Increasingly, other U.S. states (and even countries) are wanting to import huge amounts of gas from Texas, a state that yields over 25% of all U.S. output.

Yet if Texas justifiably ever wants to utilize more of its own gas, others would be significantly impacted.

At ~480 TWh per year, if Texas was a country, it would be 9th globally for power use, even ahead of Brazil, a fast growing economy with 212 million people, and France, a developed economy with 68 million people.

In the near-term, this explains why a sweltering prolonged heat wave in July in Texas, with a hot Houston summer setting new electricity records, is the critical factor that could push up still very low gas prices.

But for California, our second highest gas using state, above-average snowpack should provide a stronger hydropower for this summer season relative to 2018.

Combined, Texas and California consume about 25% of U.S. gas, with Texas' use double that of California.

 

Across the U.S., gas could supply a record 40-43% of U.S. electricity this summer even as the EIA expects solar and wind to be larger sources of generation across the mix

Our gas used for power has increased 35-40% over the past five years, and January power generation also jumped on the year, highlighting broad momentum.
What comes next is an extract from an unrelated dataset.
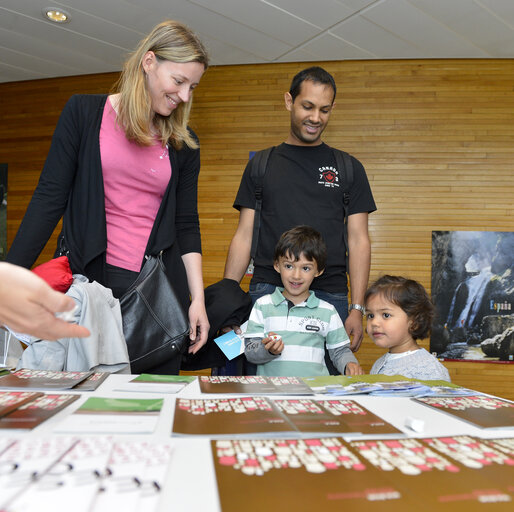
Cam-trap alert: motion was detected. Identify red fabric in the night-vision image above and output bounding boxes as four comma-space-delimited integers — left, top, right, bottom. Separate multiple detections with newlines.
32, 256, 73, 293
Our gas used for power has increased 35-40% over the past five years. DATA SOURCE: EIA; JTC

Indeed, U.S. natural gas for electricity has continued to soar, even as overall electricity consumption has trended lower in some years, at nearly 10,700 Bcf last year, a 16% rise from 2017 and easily the highest ever.
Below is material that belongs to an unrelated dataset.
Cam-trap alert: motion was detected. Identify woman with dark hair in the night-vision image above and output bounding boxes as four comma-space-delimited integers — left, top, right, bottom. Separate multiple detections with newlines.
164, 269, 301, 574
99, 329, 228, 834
Gas is expected to supply 37% of U.S. power this year, even as coal-fired generation saw a brief uptick in 2021 in EIA data, versus 27% just five years ago (see Figure).

Capacity wise, gas is sure to continue to surge its share 45% share of the U.S. power system.

"More than 60% of electric generating capacity installed in 2018 was fueled by natural gas."

We know that natural gas will continue to be the go-to power source: coal and nuclear plants are retiring, and while growing, wind and solar are too intermittent, geography limited, and transmission short to compensate like natural gas can.

"U.S. coal power capacity has fallen by a third since 2010," and last year "16 gigawatts (16,000 MW) of U.S. coal-fired power plants retired."

This year, some 2,000 MW of coal was retired in February alone, with 7,420 MW expected to be closed in 2019.

Ditto for nuclear.

Nuclear retirements this year include Pilgrim, Massachusetts’s only nuclear plant, and Three Mile Island in Pennsylvania.

This will take a combined ~1,600 MW of nuclear capacity offline.

Another 2,500 MW and 4,300 MW of nuclear are expected to be leaving the U.S. power system in 2020 and 2021, respectively.

As more nuclear plants close, EIA projects that net electricity generation from U.S. nuclear power reactors will fall by 17% by 2025.

From 2019-2025 alone, EIA expects U.S. coal capacity to plummet nearly 25% to 176,000 MW, with nuclear falling 15% to 83,000 MW.

In contrast, new combined cycle gas plants will grow capacity almost 30% to around 310,000 MW.

Lower and lower projected commodity prices for gas encourage this immense gas build-out, not to mention non-stop increases in efficiency for gas-based units.

Remember that these are official U.S. Department of Energy estimates, not coming from the industry itself.

In other words, our Department of Energy concludes that gas is the future.

Our hotter and hotter summers are therefore more and more becoming: "summers for natural gas"

Ultimately, this shows why the anti-pipeline movement is so dangerous.

"Affordable Energy Coalition Highlights Ripple Effect of Natural Gas Moratorium."

In April, President Trump signed two executive orders to promote energy infrastructure by directing federal agencies to remove bottlenecks for gas transport into the Northeast in particular, where New England oil-fired generation has spiked, and to streamline federal reviews of border-crossing pipelines and other infrastructure.

Builders, however, are not relying on outside help: all they know is that more U.S. gas demand is a constant, so more infrastructure is mandatory.

They are moving forward diligently: for example, there are now some 27 pipelines worth $33 billion already in the works in Appalachia.